Every protected endpoint follows this pattern at the top of the handler:

export default async function handler(req, res) {
// 1. Method check
if (req.method !== 'POST') {
return res.status(405).json({ error: 'Method not allowed' });
}

// 2. Auth verification
const user = await verifyUser(req, res);
if (!user) return; // 401 already sent

// 3. Token spending (if applicable)
const tokenResult = await spendTokensServer(req, res, 'ai_generation');
if (!tokenResult) return; // 402 already sent

// 4. Input validation
const { prompt } = req.body;
if (!prompt) {
return res.status(400).json({ error: 'Prompt is required' });
}

// 5. Business logic...
}

Auth Module

A single shared module, api/_auth.ts, provides verifyUser, verifyAdmin, spendTokensServer, and setCorsHeaders.
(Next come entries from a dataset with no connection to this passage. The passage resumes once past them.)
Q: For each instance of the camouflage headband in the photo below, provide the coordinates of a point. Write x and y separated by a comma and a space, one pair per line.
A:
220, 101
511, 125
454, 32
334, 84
All routes — TypeScript and JavaScript alike (generate.js, api/admin/*.js, api/gen/*.js, api/eval/*.js) — import from it using the .js extension, which the ESM api/ runtime requires.

Token Spending Security

Token deduction is server-side only. The flow:

  1. Frontend calls checkCanAfford() — read-only, no deduction
  2. Frontend executes the API call if affordable
  3. Server calls spendTokensServer() — atomic deduction via spend_tokens RPC
  4. Frontend calls refreshBalance() to sync UI

This ensures users cannot bypass token costs by calling APIs directly (e.g., via curl).